Turkey threatens to deploy army to end unrest

The Turkish deputy prime minister has said that the army could be deployed to halt protests that have swept the nation over the past two weeks.

Bulent Arinc on Monday said the Turkish Armed Forces (TSK) could be pressed into action if the police failed to restore order.

“What is required of us is to stop if there is a protest against the law. Here is the police, if not enough gendarme, if not TSK,” he said in a televised interview to the A Haber channel.

The threat came as members of two union federations in Turkey went on a one-day strike over the forced evictions of protesters from Istanbul’s Gezi Park a day earlier.

Labour groups representing doctors, engineers and dentists are also said to have joined the strike on Monday.

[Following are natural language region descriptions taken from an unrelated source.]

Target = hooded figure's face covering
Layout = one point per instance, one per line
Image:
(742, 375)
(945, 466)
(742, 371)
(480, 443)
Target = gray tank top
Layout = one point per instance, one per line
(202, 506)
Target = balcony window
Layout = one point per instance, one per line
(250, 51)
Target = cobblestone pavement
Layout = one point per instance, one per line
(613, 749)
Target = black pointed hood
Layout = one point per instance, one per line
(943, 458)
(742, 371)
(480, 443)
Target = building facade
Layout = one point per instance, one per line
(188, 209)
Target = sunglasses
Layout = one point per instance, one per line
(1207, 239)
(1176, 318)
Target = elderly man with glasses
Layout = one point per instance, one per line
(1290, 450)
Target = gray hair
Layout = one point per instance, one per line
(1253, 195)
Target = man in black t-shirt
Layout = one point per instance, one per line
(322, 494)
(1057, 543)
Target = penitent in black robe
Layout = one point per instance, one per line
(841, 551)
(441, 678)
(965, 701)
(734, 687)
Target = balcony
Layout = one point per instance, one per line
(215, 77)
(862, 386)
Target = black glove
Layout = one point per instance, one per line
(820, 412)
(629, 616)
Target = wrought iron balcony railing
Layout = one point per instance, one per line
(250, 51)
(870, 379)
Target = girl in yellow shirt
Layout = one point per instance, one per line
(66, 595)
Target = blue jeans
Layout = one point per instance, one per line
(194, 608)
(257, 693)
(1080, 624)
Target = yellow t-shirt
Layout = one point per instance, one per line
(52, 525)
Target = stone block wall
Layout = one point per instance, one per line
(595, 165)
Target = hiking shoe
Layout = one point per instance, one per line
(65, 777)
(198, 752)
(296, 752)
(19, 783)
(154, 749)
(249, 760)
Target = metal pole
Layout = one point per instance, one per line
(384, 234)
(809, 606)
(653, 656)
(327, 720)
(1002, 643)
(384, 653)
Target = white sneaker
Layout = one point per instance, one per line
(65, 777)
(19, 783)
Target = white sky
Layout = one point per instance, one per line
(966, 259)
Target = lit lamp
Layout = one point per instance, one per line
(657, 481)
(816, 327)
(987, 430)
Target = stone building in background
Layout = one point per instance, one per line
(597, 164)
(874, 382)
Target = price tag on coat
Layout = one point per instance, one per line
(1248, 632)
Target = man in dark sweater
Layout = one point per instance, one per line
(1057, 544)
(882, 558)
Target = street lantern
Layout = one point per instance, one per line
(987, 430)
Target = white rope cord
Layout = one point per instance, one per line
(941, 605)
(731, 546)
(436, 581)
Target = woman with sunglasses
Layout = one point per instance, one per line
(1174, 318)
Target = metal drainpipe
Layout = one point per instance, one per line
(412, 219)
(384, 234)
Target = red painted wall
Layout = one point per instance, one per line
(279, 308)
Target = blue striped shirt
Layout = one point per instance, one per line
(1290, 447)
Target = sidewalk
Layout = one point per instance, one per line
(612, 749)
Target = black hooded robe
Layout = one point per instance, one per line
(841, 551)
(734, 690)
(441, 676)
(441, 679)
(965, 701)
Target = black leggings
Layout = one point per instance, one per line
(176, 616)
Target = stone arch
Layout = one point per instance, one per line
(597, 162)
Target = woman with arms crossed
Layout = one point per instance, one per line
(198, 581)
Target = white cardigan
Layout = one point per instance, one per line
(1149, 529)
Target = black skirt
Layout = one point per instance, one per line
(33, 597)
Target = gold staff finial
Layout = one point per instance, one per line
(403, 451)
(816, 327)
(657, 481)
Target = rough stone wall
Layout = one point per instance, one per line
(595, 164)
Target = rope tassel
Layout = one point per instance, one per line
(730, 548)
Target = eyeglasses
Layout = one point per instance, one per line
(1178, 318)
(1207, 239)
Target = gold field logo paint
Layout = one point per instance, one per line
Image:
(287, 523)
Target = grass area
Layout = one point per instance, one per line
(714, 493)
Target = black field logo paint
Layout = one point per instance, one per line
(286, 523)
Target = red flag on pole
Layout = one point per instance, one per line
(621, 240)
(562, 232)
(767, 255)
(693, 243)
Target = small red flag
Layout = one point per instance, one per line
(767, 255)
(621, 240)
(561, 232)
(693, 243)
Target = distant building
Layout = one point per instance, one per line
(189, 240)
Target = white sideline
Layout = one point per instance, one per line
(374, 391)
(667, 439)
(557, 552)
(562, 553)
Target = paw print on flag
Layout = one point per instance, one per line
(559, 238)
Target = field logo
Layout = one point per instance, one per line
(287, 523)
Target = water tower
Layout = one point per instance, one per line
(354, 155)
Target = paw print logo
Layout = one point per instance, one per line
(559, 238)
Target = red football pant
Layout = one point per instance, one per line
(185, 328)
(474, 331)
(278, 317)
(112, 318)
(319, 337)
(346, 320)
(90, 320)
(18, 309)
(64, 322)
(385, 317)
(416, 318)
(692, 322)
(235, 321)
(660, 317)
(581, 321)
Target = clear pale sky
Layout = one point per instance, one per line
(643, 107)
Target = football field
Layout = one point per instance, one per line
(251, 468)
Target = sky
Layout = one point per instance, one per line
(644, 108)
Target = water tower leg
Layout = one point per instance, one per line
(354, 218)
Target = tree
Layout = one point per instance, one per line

The striking groups represent about 800,000 workers.

The Turkish Interior Minister Muammer Guler said the strike was “illegal” and warned of police action.

The call for the strike came as police and protesters clashed sporadically in Istanbul overnight following a weekend of scuffles in the city.

Riot police backed by a helicopter, some in plain clothes and carrying batons, fired teargas and chased groups of rock-throwing youths into side streets around the iconic Taksim Square and Gezi Park late on Sunday night, trying to prevent them from regrouping.

There were also disturbances in other parts of the city that had so far largely been spared the violence, including around the Galata bridge, which crosses to the historic Sultanahmet district, and the upmarket Nisantasi neighbourhood.